ОТ АВТОРА
Искусство не храм и никогда им не сможет стать.
Подобные сравнения возможны лишь в иносказательном смысле.
Есть знаменитое изречение, касающееся искусства: «от исповеди к проповеди, от проповеди к заповеди».
Но важно существенное замечание: сознательно переступая границы исповеди, искусство – в принципе! – переступило бы чрезвычайно опасную грань. Ибо никогда не сможет отделаться от созвучия с «искусом» –
и лишь созвучие с «искренностью» спасает положение.

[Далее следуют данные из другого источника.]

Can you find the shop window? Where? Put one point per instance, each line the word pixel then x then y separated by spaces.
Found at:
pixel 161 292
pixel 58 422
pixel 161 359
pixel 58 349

Любой художник, не испугавшийся своего пути и изначально заряженный на достижение самых заветных смыслов, однажды обнаруживает, что
«духи ада любят слушать эти царственные звуки,
бродят бешеные волки по дорогам скрипачей».
Таким образом, он уже приближается к магии – и его оправданье лишь в том, что это получается само собой. Мистические учения или научные школы все-таки претендуют на ту или иную степень объективности, искусство же – субъективно, и, возможно, потому лишь не проклято.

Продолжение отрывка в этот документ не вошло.